Johnson’s slight changes to the Senate bill, including a process allowing for four separate votes on the different security components, were deemed acceptable by Biden and Senate leaders.

On Saturday, all four received overwhelming support, with even the vote on Ukraine getting nearly half of the House Republican Party’s votes and a unanimous vote from Democrats.

As the Senate prepared to adopt the new version on Tuesday, Republicans increasingly wanted to place themselves on the right side of history, facing Russian leader Vladimir Putin.

It helped that the Republican Party presidential primary was over and that Trump had recently issued a few statements on Ukraine that seemed neutral. And the alleged The Republican presidential nominee is primarily focused these days on his criminal trials, making it easier for Republicans to vote their conscience.

Republicans like Lankford and Sen. Markwayne Mullin (Okla.), who both cited procedural reasons for voting against the security aid in February, joined seven other Republicans in voting for yes in Tuesday’s key vote.

“This is clearly in America’s national security interests. It sends the message to the world that America is still the beacon of freedom,” Mullin said in a statement that appeared to be one McConnell himself wrote.

With 31 Republicans now supporting his position, nearly two-thirds of his caucus, McConnell has led the way. “I think we have turned the corner on the isolationist movement,” he said at a post-vote press conference.

An hour later, the Republican Party leader presented a slightly more realistic view of isolationists and their “vacation from history,” a famous phrase penned by George Will after the 2001 terrorist attacks.

“Well, I hope it’s over. I’m not sure one thing will be enough, but it’s a good day,” he said in the interview.

McConnell’s leadership tenure has lasted so long that only seven other Republican senators served with a leader other than Kentucky’s.

He looks forward to no longer being the “designated spear chaser,” a term for how congressional leaders take so many political blows in the name of their caucus. He said his health was good after last year’s freezing spells, which followed a sharp fall in March 2023, and that he intended to complete the final two years of his term free from the burdens of leadership.
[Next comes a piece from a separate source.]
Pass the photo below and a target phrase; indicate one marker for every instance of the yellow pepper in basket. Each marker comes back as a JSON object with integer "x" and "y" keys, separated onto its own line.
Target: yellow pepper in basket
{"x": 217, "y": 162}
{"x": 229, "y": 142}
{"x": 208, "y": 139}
“After 18 years of getting beat up and defending everyone, I can’t wait to pursue what I want to pursue and say what I want to say,” McConnell said.

McConnell pledged to continue promoting a “Reagan” vision of foreign policy as “his number one goal for the next two years.”

And after years of ignoring questions shouted by the media as he made the short trip to the Senate from his office, McConnell wants to speak out on the issues of the day like any other rank-and-file senator .

“I might even start hanging around the halls answering questions,” he said. “There are some advantages to not having this job.”